Come July, I was motherless and jobless and feeling pretty directionless. Fall was creeping closer, and I realized that if I wanted to continue teaching, I only had a small window of opportunity to find a job before school started. I decided I owed it to myself to try one more year of teaching. I could stand to be miserable one more year if it wasn’t the right thing for me. I narrowed my search down to schools in the Madison, Wisconsin area. I applied for any posted jobs and checked my phone and email constantly. Nothing. Not a thing. I had two paychecks left coming to me from my old job. I started to think about hobbies I could acquire when I became a full-time stay-at-home daughter. Then suddenly, I had three interviews in two days. I went to two in one morning and had my first offer by noon. The next day I was offered a follow-up at the job I thought I really wanted. I went to my favorite crepe restaurant in Madison, because I have a tendency to eat when it comes to major life decisions, and I had a big decision to make. As a true Gilmore Girls fan, I decided to make a pro and con list. Some of the pros and cons were very serious. Some of them were a little out there. Pro for the school I chose: Color is purple. I own a lot of purple from my old job. Con for the school I chose: Mascot is a Norskie. What the heck is a Norskie? I didn’t want to make the wrong decision and spend another year as a miserable teacher. Students have enough miserable teachers in their lives. I didn’t need to be another one. I looked at my pro and con lists and noticed something about them. The cons for the school that I chose weren’t actually cons. They were just things that were new and unfamiliar. New schedule, new curriculum, weird mascot I had never heard of. Quitting my job and moving to a new city was also new and unfamiliar, and yet, here I was doing just that. Why not keep the trend going?
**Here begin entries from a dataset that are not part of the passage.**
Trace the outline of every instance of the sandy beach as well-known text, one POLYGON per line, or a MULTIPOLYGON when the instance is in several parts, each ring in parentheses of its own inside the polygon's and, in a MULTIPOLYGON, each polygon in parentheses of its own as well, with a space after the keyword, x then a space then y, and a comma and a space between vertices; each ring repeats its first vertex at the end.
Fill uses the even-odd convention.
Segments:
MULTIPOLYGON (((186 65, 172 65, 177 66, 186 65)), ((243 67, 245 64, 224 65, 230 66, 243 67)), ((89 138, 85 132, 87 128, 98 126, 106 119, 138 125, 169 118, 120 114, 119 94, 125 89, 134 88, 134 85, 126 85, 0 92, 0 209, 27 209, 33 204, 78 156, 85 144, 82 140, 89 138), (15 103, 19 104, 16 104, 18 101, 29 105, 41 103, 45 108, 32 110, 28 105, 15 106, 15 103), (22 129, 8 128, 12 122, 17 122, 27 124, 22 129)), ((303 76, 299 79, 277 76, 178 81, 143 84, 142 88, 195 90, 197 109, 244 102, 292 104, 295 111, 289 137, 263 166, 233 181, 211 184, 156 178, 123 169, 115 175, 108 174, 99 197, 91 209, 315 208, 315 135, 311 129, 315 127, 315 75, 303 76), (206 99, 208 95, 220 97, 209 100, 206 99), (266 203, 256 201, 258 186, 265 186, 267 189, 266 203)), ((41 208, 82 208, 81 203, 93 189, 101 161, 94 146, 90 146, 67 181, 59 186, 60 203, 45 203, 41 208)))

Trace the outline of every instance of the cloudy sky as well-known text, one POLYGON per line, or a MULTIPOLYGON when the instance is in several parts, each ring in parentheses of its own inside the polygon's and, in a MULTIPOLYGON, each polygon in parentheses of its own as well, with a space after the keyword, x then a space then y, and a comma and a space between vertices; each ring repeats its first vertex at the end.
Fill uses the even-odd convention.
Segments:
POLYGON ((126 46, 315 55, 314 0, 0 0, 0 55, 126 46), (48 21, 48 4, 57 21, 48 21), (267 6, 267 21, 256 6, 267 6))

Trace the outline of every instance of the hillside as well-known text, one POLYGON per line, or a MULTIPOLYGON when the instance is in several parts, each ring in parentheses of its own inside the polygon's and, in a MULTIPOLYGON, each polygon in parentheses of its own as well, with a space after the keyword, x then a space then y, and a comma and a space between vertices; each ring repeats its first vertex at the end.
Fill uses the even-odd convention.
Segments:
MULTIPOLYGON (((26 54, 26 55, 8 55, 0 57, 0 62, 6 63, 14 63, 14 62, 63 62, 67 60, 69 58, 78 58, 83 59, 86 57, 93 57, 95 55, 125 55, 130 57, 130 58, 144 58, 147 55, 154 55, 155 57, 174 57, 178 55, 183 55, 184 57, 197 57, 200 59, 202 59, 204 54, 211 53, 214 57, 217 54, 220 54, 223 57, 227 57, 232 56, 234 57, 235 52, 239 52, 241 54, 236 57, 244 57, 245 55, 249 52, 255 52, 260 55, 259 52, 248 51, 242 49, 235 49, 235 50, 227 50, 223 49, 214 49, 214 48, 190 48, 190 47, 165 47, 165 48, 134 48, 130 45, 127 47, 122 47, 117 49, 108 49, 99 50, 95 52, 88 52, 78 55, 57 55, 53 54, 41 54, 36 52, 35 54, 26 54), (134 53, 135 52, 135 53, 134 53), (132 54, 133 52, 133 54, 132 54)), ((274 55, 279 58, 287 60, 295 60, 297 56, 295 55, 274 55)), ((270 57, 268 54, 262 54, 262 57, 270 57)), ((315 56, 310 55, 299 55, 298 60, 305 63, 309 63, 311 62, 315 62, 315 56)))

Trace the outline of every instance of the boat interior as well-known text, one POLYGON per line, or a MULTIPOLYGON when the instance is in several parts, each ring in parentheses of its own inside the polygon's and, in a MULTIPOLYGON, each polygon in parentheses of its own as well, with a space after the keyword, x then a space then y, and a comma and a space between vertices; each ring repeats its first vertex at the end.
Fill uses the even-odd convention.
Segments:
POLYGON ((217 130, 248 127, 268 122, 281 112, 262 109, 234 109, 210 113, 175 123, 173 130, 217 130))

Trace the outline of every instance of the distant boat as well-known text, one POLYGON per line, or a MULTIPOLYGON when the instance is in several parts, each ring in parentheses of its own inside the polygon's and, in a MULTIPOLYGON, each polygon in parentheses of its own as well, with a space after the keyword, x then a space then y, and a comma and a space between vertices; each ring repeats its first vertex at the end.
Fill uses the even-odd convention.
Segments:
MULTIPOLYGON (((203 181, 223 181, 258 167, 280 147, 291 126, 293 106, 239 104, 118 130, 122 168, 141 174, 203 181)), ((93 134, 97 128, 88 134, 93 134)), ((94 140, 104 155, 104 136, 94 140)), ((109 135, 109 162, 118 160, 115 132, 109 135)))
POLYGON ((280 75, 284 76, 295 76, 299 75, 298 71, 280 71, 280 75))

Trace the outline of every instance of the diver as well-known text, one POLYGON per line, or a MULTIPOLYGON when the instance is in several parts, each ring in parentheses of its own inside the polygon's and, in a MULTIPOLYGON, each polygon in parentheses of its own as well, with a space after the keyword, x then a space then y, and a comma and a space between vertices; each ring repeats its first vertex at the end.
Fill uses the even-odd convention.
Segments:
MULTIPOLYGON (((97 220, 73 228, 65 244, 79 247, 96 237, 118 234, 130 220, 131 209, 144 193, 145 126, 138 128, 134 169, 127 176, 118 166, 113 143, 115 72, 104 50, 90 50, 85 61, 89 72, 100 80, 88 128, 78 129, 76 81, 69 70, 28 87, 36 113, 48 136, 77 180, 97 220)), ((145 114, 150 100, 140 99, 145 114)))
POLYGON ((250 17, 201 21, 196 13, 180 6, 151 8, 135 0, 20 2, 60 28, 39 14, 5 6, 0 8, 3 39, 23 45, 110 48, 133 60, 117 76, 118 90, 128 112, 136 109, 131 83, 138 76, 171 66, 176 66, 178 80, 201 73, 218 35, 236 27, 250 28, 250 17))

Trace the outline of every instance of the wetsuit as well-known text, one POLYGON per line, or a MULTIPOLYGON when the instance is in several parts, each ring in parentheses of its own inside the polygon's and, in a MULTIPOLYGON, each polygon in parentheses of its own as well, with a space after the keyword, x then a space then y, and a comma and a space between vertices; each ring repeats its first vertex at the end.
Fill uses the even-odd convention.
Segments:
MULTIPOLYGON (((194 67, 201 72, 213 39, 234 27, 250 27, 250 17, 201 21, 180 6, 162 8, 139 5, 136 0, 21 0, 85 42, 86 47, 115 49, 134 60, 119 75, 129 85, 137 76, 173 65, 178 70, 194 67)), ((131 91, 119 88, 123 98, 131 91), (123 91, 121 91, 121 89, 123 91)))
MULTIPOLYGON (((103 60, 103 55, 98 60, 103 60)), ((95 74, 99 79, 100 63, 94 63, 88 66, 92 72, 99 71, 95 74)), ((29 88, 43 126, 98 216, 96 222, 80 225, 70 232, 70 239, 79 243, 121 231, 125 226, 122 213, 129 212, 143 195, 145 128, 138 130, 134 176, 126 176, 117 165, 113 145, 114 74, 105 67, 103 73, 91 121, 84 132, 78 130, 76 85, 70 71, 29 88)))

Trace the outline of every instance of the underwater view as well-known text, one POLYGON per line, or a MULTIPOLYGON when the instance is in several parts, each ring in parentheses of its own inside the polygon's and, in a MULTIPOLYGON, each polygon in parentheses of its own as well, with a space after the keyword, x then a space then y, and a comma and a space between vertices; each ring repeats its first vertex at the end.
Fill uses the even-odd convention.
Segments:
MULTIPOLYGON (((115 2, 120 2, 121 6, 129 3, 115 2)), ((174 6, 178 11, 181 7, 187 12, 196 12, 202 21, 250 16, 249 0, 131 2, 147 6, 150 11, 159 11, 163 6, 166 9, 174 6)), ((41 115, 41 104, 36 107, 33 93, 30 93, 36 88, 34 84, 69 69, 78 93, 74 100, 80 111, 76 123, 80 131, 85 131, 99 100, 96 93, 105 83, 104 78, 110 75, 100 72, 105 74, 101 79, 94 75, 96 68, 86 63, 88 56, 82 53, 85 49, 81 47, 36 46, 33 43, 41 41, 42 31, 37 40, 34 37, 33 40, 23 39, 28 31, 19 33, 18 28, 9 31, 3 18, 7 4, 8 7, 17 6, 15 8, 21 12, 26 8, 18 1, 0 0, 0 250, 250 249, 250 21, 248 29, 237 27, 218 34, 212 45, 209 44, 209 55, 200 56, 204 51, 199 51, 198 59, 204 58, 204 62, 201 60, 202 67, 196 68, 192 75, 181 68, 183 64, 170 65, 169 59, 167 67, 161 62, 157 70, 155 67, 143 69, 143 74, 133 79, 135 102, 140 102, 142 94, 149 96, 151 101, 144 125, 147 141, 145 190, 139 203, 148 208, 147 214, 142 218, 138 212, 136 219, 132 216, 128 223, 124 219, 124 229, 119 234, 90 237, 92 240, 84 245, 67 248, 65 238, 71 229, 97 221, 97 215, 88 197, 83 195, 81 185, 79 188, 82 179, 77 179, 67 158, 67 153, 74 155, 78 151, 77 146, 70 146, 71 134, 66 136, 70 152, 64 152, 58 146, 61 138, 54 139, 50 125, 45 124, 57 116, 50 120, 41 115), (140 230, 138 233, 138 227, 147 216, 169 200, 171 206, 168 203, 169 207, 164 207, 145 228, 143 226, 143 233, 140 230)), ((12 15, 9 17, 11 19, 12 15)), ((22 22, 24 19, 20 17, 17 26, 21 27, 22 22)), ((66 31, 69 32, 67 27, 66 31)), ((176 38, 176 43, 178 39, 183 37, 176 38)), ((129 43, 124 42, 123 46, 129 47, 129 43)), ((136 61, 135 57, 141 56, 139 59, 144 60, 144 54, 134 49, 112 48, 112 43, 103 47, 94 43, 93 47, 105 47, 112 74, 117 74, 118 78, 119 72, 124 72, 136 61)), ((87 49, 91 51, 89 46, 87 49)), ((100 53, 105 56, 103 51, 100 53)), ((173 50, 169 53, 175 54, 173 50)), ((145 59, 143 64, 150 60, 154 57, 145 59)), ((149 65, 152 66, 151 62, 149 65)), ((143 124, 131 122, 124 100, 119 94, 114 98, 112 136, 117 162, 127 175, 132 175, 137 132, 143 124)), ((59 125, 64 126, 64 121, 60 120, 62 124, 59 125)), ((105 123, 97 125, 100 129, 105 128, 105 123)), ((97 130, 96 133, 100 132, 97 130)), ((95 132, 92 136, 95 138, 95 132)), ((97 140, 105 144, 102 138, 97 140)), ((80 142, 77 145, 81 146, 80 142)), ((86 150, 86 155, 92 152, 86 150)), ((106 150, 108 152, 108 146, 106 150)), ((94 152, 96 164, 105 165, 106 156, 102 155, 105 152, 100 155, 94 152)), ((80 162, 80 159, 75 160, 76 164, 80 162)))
So I said yes. I asked what a Norskie was. It’s basically a Norwegian Viking, by the way. I put my toes on the ground. I found an apartment, went to several work trainings, and moved my stuff into my classroom. I wasn’t sure that stuff would ever see the inside of a classroom again. I took my traditional, mom required First Day of School picture, wishing I could send it to her to keep the tradition alive. I greeted my students at the door. They claim that I was singing to them as they walked into my classroom for the first time. I certainly don’t remember this, but I wouldn’t put it past me.
As the year went on, my feet settled into the ground. I fell in love with teaching again. I realized that no matter what school I was at, there were kids who needed someone like me in their life. About a month ago, I had my end of the year evaluation with my principal. I had to fight back tears of joy, it was that good. She ended the meeting by saying it certainly seemed like we found the right fit in each other. I didn’t tell her that the weird mascot nearly lost us that opportunity. I have started to say goodbye to my seniors as they prepare to graduate this weekend, and my heart is so full. Sometimes I am truly in awe that I get to sing and dance and joke and impart wisdom upon these teenagers. I am mesmerized by the lessons they teach me. I am inspired by those who work around me.
So, Papa G, you were right. I did land on my feet. In fact, I think you could go so far as to say that I stuck the landing. It wouldn’t have happened without your unfailing support and belief that I would land on my feet, even when I wasn’t so sure.